[<prev] [next>] [<thread-prev] [thread-next>] [day] [month] [year] [list]
Message-ID: <4AAEF5DC.4070308@cn.fujitsu.com>
Date: Tue, 15 Sep 2009 10:03:08 +0800
From: Xiao Guangrong <xiaoguangrong@...fujitsu.com>
To: Suresh Siddha <suresh.b.siddha@...el.com>
CC: Peter Zijlstra <peterz@...radead.org>,
"akpm@...ux-foundation.org" <akpm@...ux-foundation.org>,
"mm-commits@...r.kernel.org" <mm-commits@...r.kernel.org>,
"jens.axboe@...cle.com" <jens.axboe@...cle.com>,
"mingo@...e.hu" <mingo@...e.hu>,
"nickpiggin@...oo.com.au" <nickpiggin@...oo.com.au>,
"rusty@...tcorp.com.au" <rusty@...tcorp.com.au>,
LKML <linux-kernel@...r.kernel.org>
Subject: Re: + generic-ipi-fix-the-race-between-generic_smp_call_function_-and-hotplug_cfd.patch
added to -mm tree
Suresh Siddha wrote:
> On Mon, 2009-09-14 at 00:22 -0700, Xiao Guangrong wrote:
>> Suresh Siddha wrote:
>>
>>>> CPU A call smp_call_function_many(wait=0) that want CPU B to call
>>>> a specific function, after smp_call_function_many() return, we let
>>>> CPU A offline immediately. Unfortunately, if CPU B receives this
>>>> IPI interrupt after CPU A down, it will crash like above description.

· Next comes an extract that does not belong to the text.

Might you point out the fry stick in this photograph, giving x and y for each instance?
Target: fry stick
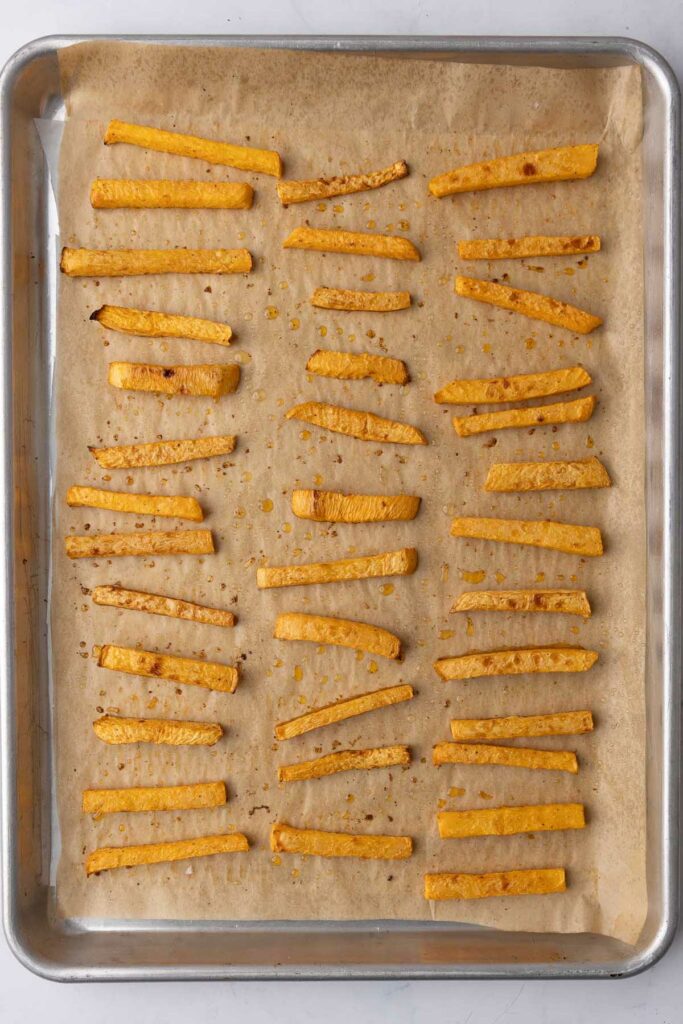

>>> How can cpu B receive the IPI interrupt after cpu A is down?
>>>
>>> As part of the cpu A going down, we first do the stop machine. i.e.,
>>> schedule the stop machine worker threads on each cpu. So, by the time
>>> all the worker threads on all the cpu's get scheduled and synchronized,
>>> ipi on B should get delivered.
>>>
>> Actually, those two examples have the same reason, that is how long
>> the destination CPU will receive the IPI interruption?
>>
>> If the stop machine threads can schedule in CPU B during the IPI
>> interruption delivering, It will occur those issue.
>>
>> I understand what you say but let me confuse is how we ensure it? The IPI
>> interruption is delivered over the APIC bus, It need several CPU instruction
>> cycle I guess, I also have read the spec of Intel 64 and IA-32, but not find
>> the answer, could you point out for me?
>
> Xiao, There is quite a bit of time between the time a particular cpu
> sends a smp call function IPI (with wait == 0) and the time that cpu
> starts running the stop machine thread and the whole system proceeds
> with stop machine. With in this time, typically the smp call function
> destination will receive the ipi interrupt. But theoretically the
> problem you explain might happen.
>
Yeah, though this case is very infrequent, but we can't avoid it.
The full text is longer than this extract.